Unità didattica XIV - La cittadinanza italiana

Unità didattica XIV - La cittadinanza italiana

APPROFONDIMENTO 1 - Il principio di uguaglianza tra uomo e donna nella disciplina della cittadinanza

La l. n. 555 del 1912, cit., in tema di cittadinanza rispecchiava i principi fondanti della società dell'epoca e poneva in una posizione di preminenza la figura del marito e del padre che era l'unico a trasmettere ius sanguinis la cittadinanza italiana al coniuge a seguito del matrimonio ed ai figli al momento della nascita.

Tale distinzione rimase in vigore per diversi anni dopo l'adozione della Costituzione, nonostante la previsione del principio di uguaglianza di cui all'art. 3 Cost.

Solo con la piena revisione del diritto di famiglia, a cui si è accompagnato un cambiamento della posizione della donna nella società, interviene in merito la Corte Costituzionale.

Tra le varie pronunce demolitrici della normativa allora in vigore in tema di cittadinanza, si richiamano:

  • sentenza del 09 aprile 1975, n. 87: dichiarata l'illegittimità della norma che prevedeva l'automatica perdita della cittadinanza della donna che acquisiva la cittadinanza del marito straniero dopo il matrimonio;

  • sentenza del 29 gennaio 1983 n. 30: dichiarata incostituzionale la l. n. 555 del 1912, cit., nella parte in cui si prevedeva che la trasmissione della cittadinanza in linea materna avvenisse solo nel caso in condizioni residuale, quando non fosse possibile la trasmissione della cittadinanza del padre – perchè ignoto o apolide.

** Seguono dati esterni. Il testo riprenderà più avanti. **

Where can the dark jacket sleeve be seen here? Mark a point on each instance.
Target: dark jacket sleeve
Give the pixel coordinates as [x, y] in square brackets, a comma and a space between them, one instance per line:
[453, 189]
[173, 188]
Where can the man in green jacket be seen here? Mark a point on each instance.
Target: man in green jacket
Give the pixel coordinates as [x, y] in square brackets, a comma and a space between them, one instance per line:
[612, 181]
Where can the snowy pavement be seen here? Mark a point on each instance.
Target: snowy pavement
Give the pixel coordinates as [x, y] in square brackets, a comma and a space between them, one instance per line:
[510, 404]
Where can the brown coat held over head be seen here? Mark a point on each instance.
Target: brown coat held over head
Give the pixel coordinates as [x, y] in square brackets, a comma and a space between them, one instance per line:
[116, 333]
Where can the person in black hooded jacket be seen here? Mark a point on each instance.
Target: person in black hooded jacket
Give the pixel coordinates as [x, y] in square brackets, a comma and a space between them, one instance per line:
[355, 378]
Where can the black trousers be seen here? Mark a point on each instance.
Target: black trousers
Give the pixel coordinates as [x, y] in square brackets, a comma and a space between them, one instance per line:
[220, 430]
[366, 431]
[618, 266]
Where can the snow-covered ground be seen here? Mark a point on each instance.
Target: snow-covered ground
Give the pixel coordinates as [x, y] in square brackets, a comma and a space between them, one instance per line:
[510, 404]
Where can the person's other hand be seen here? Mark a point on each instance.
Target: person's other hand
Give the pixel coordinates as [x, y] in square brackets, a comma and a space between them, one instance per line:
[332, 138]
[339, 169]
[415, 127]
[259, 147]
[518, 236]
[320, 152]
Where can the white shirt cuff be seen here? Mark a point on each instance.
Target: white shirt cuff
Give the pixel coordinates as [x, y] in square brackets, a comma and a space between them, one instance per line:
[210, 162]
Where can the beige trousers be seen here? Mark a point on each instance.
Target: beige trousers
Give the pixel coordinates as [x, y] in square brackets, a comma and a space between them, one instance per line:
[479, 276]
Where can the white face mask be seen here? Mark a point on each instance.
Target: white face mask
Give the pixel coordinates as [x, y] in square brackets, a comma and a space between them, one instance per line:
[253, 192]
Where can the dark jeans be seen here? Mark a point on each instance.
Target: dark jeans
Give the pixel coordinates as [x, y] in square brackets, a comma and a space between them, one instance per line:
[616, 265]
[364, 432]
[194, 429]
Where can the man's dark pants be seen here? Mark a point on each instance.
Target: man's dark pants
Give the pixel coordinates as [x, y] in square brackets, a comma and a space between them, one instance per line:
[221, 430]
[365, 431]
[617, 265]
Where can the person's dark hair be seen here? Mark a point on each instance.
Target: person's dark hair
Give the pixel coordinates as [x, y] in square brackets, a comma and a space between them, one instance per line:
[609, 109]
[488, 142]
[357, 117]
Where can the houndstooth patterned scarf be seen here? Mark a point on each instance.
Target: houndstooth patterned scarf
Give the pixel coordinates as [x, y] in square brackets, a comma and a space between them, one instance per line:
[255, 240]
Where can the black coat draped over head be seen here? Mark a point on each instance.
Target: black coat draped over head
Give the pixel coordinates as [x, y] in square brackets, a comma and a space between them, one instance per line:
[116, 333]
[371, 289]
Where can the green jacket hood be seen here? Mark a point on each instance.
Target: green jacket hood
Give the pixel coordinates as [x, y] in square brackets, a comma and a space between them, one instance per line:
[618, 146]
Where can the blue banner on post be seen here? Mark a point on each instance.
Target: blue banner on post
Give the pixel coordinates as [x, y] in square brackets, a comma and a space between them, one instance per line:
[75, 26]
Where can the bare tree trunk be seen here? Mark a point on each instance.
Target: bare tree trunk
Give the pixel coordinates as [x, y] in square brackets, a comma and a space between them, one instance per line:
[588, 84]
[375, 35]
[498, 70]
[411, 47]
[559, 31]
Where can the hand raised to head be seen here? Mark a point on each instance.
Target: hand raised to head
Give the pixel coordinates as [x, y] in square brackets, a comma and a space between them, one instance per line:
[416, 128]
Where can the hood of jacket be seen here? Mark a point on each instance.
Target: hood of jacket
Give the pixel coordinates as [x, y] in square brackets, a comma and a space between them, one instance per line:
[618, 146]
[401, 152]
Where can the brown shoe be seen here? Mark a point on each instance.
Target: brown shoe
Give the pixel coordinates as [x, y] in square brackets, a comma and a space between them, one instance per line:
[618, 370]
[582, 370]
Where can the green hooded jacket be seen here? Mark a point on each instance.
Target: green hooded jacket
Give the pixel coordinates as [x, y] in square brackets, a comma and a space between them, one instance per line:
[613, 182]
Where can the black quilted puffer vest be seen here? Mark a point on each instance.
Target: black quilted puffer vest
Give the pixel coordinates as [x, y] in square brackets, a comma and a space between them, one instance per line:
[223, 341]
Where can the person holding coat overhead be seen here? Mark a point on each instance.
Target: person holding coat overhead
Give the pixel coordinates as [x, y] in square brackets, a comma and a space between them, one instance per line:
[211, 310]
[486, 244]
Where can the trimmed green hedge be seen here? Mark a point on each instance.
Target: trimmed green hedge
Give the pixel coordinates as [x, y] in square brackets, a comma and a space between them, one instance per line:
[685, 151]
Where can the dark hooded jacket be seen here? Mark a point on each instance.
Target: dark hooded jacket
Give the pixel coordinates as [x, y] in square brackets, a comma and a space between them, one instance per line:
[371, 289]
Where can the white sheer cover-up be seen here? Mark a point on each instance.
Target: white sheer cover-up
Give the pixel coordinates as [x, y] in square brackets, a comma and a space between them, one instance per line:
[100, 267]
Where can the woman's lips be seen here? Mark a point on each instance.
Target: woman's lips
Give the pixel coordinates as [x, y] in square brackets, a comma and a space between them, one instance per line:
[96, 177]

La portata pratica di tale sentenza, atteso l'effetto ex tunc delle pronunce dichiarative della illegittimità costituzionale di una norma, non è stato di agevole portata. Occorreva, infatti, definire lo status civitatis di tutti i figli di madre italiana già nati al momento della pubblicazione della sentenza, tenuto conto che la norma in questione era entrata in vigore ben prima della Costituzione e del principio di uguaglianza e non discriminazione in base al sesso, ivi previsto,

In merito prevalse l'opinione che l'effetto retroattivo della sentenza n. 30 del 1983 non potesse spingersi oltre la data di entrata in vigore della Costituzione, avvallando un orientamento costituzionale della Corte di Cassazione consolidato anche in altri ambiti del diritto (Tra tutte si veda Cass. Civ., S.U., 27 novembre 1998, n. 12061). 

Sul punto deve, tuttavia, darsi atto di un recente mutamento della giurisprudenza della Suprema Corte di Cassazione secondo cui anche il figlio di cittadina italiana nato antecedentemente al 01 gennaio 1948, data di entrata in vigore della Costituzione, deve considerarsi cittadino italiano (Cass. Civ. S.U., 03 febbraio 2009, n. 4466).

Appare evidente la rilevanza delle conseguenze di tali posizioni giurisprudenziali, soprattutto se si considera che la trasmissione della cittadinanza per nascita avviene automaticamente tra le generazioni e può essere fatta rivivere facilmente, attraverso una mera procedura amministrativa, anche a distanza di anni dalla morte del primo capostipite italiano.

Solo con la l. 21 aprile 1983, n. 123 il legislatore è intervenuto per eliminare definitivamente ogni forma di discriminazione tra uomo e donna nella trasmissione della cittadinanza ai figli o per coniugio.